The next example is where the implementation has not optimized a particular case of a general facility, and the programmer has used the general facility thinking it will be fast. Here five values are being returned in a situation where the order of side effects is critical:

下一个例子是一个没有对一个常见的情况进行优化,因为程序员习惯于这种通常的代码形式而且觉得它会很快.代码中的五个值将会在顺序的副作用的影响下被返回.

1
2
3
4
5
6
7
8
(multiple-value-prog1      
(values (f1 x)
(f2 y)
(f3 y)
(f4 y)
(f5 y))
(setf (aref ar1 i1) (f6 y))
(f7 x y))

The implementation happens to optimize multiple-value-prog1 for up to three return values, but the case of five values CONSes. The correct code follows:

正确的实现是优化multiple-value-prog1只返回至多三个值,返回五个值的情况太复杂了.正确的代码如下:

1
2
3
4
5
6
7
8
(let ((x1 (f1 x))          
(x2 (f2 y))
(x3 (f3 y))
(x4 (f4 y))
(x5 (f5 y)))
(setf (aref ar1 i1) (f6 y))
(f7 x y)
(values x1 x2 x3 x4 x5))

There is no reason that a programmer should know that this rewrite is needed. On the other hand, finding that performance was not as expected should not have led the manager of the programmer in question to conclude, as he did, that Lisp was the wrong language.

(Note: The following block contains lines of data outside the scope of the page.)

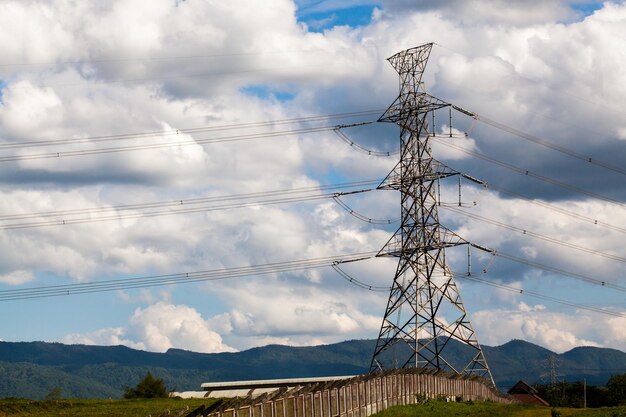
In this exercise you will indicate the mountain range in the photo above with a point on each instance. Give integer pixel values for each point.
(33, 369)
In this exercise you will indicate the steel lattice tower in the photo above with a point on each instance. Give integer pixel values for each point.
(424, 311)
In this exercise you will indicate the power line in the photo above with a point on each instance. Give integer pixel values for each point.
(222, 139)
(548, 144)
(162, 58)
(193, 130)
(537, 235)
(559, 271)
(177, 278)
(556, 208)
(359, 215)
(540, 296)
(356, 282)
(186, 206)
(528, 173)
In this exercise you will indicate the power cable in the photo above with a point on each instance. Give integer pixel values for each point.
(540, 141)
(193, 130)
(360, 148)
(540, 296)
(177, 278)
(553, 269)
(358, 215)
(233, 138)
(173, 207)
(356, 282)
(537, 235)
(160, 58)
(556, 208)
(527, 172)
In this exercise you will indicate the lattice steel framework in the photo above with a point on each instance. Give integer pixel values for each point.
(424, 311)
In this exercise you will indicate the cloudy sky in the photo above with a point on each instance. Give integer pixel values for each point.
(113, 111)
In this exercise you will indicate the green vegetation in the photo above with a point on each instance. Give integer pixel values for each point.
(148, 387)
(486, 409)
(11, 407)
(572, 394)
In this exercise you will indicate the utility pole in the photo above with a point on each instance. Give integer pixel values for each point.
(424, 311)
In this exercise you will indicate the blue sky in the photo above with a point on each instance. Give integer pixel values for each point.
(551, 71)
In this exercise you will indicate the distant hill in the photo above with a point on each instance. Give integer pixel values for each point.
(33, 369)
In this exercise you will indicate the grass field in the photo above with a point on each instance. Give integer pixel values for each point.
(485, 409)
(97, 408)
(156, 407)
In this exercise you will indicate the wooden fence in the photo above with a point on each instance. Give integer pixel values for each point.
(357, 397)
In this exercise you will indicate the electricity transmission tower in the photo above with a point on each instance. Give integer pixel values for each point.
(424, 312)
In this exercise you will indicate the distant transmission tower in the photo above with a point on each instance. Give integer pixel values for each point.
(424, 312)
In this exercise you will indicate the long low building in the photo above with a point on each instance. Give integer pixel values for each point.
(231, 389)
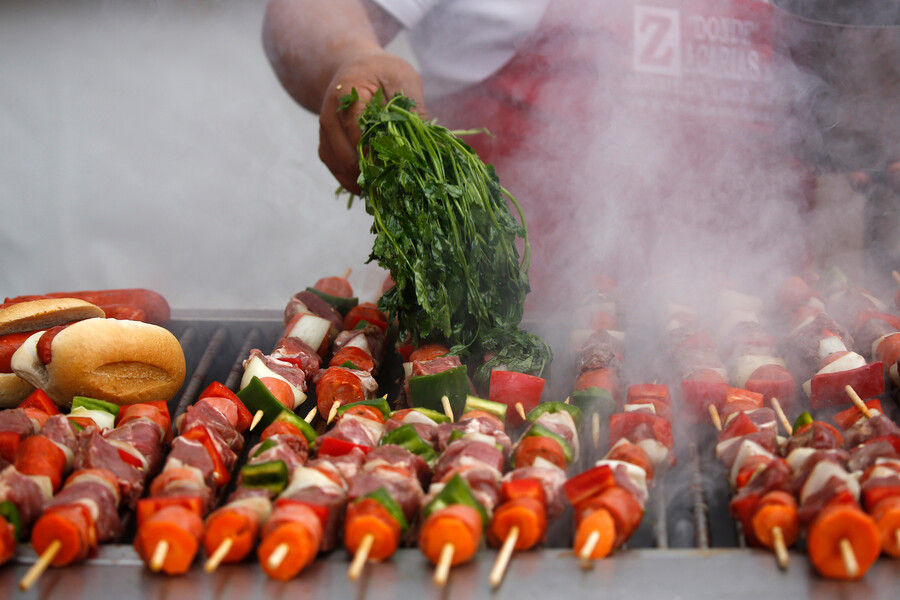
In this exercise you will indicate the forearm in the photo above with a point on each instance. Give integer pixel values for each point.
(308, 40)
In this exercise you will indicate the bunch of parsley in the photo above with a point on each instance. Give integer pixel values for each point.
(445, 231)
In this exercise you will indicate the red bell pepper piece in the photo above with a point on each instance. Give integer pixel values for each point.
(40, 400)
(217, 390)
(200, 433)
(329, 446)
(523, 488)
(510, 388)
(147, 507)
(773, 381)
(739, 426)
(319, 510)
(588, 483)
(622, 425)
(649, 391)
(828, 389)
(846, 418)
(698, 393)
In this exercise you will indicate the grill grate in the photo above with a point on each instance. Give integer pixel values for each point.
(686, 521)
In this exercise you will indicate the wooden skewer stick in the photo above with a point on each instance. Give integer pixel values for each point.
(499, 570)
(588, 549)
(219, 555)
(448, 410)
(159, 556)
(849, 558)
(776, 405)
(714, 415)
(38, 568)
(257, 417)
(333, 412)
(858, 401)
(442, 572)
(521, 411)
(360, 557)
(781, 555)
(278, 556)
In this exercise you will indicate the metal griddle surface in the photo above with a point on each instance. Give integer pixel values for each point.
(686, 547)
(540, 574)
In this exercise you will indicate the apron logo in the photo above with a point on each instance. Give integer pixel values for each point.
(657, 41)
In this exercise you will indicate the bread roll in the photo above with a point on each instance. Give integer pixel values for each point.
(46, 313)
(123, 362)
(36, 315)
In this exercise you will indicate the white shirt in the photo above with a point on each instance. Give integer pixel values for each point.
(462, 42)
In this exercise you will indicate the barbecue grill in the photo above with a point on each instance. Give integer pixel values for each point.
(686, 547)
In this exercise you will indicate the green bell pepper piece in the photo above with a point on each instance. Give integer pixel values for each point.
(427, 390)
(10, 512)
(804, 419)
(266, 445)
(94, 404)
(407, 437)
(553, 407)
(257, 397)
(540, 430)
(340, 303)
(270, 475)
(457, 491)
(498, 409)
(305, 428)
(379, 403)
(392, 506)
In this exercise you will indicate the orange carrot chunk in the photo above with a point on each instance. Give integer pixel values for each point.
(368, 517)
(302, 543)
(458, 525)
(527, 514)
(599, 521)
(835, 523)
(72, 526)
(779, 512)
(240, 524)
(181, 528)
(887, 517)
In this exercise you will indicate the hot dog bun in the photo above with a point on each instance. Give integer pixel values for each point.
(45, 313)
(123, 362)
(30, 316)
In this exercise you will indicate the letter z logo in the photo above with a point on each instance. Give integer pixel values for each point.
(657, 41)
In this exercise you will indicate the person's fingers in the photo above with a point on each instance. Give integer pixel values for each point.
(342, 164)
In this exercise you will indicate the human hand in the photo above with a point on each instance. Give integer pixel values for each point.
(339, 130)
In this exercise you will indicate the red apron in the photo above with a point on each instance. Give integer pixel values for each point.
(575, 82)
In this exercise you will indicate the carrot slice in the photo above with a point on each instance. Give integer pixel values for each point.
(525, 513)
(458, 525)
(385, 532)
(770, 516)
(302, 547)
(181, 528)
(601, 522)
(7, 541)
(240, 524)
(835, 523)
(71, 526)
(887, 517)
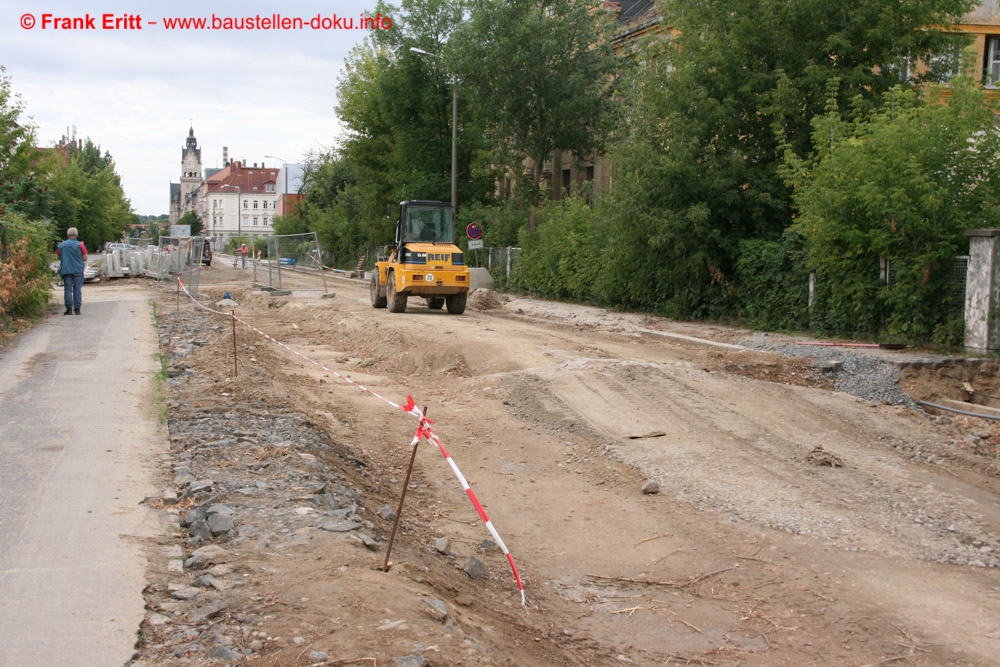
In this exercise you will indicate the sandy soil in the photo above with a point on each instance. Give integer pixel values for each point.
(752, 552)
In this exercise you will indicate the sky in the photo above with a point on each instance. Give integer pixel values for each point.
(137, 88)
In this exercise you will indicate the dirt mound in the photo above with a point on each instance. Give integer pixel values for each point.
(484, 299)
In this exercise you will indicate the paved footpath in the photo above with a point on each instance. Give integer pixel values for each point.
(79, 450)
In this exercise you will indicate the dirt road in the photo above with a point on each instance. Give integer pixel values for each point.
(758, 549)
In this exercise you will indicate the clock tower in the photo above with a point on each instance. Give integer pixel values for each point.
(190, 172)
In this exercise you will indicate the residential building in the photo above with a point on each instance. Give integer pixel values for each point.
(238, 200)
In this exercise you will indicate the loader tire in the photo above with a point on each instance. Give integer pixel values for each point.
(397, 301)
(456, 302)
(378, 301)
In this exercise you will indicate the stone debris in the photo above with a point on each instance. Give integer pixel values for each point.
(820, 457)
(474, 568)
(485, 299)
(436, 609)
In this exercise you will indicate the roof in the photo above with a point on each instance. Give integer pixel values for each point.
(986, 13)
(237, 177)
(632, 9)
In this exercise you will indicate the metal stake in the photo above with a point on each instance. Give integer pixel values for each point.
(236, 366)
(402, 498)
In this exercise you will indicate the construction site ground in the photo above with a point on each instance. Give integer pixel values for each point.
(759, 548)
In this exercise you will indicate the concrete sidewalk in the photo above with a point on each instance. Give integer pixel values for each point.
(79, 450)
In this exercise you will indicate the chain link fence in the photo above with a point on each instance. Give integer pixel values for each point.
(289, 252)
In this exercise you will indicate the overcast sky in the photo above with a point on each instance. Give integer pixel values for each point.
(135, 92)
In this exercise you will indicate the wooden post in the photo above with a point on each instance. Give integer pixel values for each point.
(236, 366)
(402, 498)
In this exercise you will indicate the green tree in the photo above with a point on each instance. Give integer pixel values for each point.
(900, 183)
(708, 114)
(542, 75)
(191, 218)
(25, 279)
(22, 183)
(87, 194)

程序员没有理由需要知道怎么重写.从另一方面来说,程序的性能不如预期的表现的好也不能使得程序员的管理者得出Lisp是一门错误语言的结论.

2.2.3 Use of FORTRAN Idioms

Some Common Lisp compilers do not optimize the same way as others. The following expression is sometimes used:

有些Common Lisp的编译器不像其他的一样优化.下面的表达式有时候被使用:

(* -1 <form>)
when compilers often produce better code for this variant:

一般情况下编译器会生成出更好的代码:

(- <form>)
Of course, the first is the Lisp analog of the FORTRAN idiom:

当然,第一个代码是FORTRAN的习惯用法在Lisp里使用(不是很懂):

`- -1*<form>`

2.2.4 Totally Inappropriate Data Structures

Some might find this example hard to believe. This really occurred in some code I’ve seen:

有人会觉得下面的例子难以置信.但是这真的出现在我看过的代码里:

1
2
3
4
5
6
7
8
9
10
11
12
13
(defun make-matrix (n m)      
(let ((matrix ()))
(dotimes (i n matrix)
(push (make-list m) matrix))))
(defun add-matrix (m1 m2)
(let ((l1 (length m1))
(l2 (length m2)))
(let ((matrix (make-matrix l1 l2)))
(dotimes (i l1 matrix)
(dotimes (j l2)
(setf (nth i (nth j matrix))
(+ (nth i (nth j m1))
(nth i (nth j m2)))))))))

What’s worse is that in the particular application, the matrices were all fixed size, and matrix arithmetic would have been just as fast in Lisp as in FORTRAN.

这个代码的问题在于在特定的应用下,矩阵的大小是固定的,并且矩阵的运算效率在Lisp中会和FORTRAN一样快.

This example is bitterly sad: The code is absolutely beautiful, but it adds matrices slowly. Therefore it is excellent prototype code and lousy production code. You know, you cannot write production code as bad as this in C.

这个例子让人难过的是:代码看上去确实很漂亮,但是对矩阵求和太慢了.因此这是很优秀的原型代码但是是很差的生产代码.你知道你在C语言中不可能写出这么差的生产代码.

2.3 Integration is God

In the worse-is-better world, integration is linking your .o files together, freely intercalling functions, and using the same basic data representations. You don’t have a foreign loader, you don’t coerce types across function-call boundaries, you don’t make one language dominant, and you don’t make the woes of your implementation technology impact the entire system.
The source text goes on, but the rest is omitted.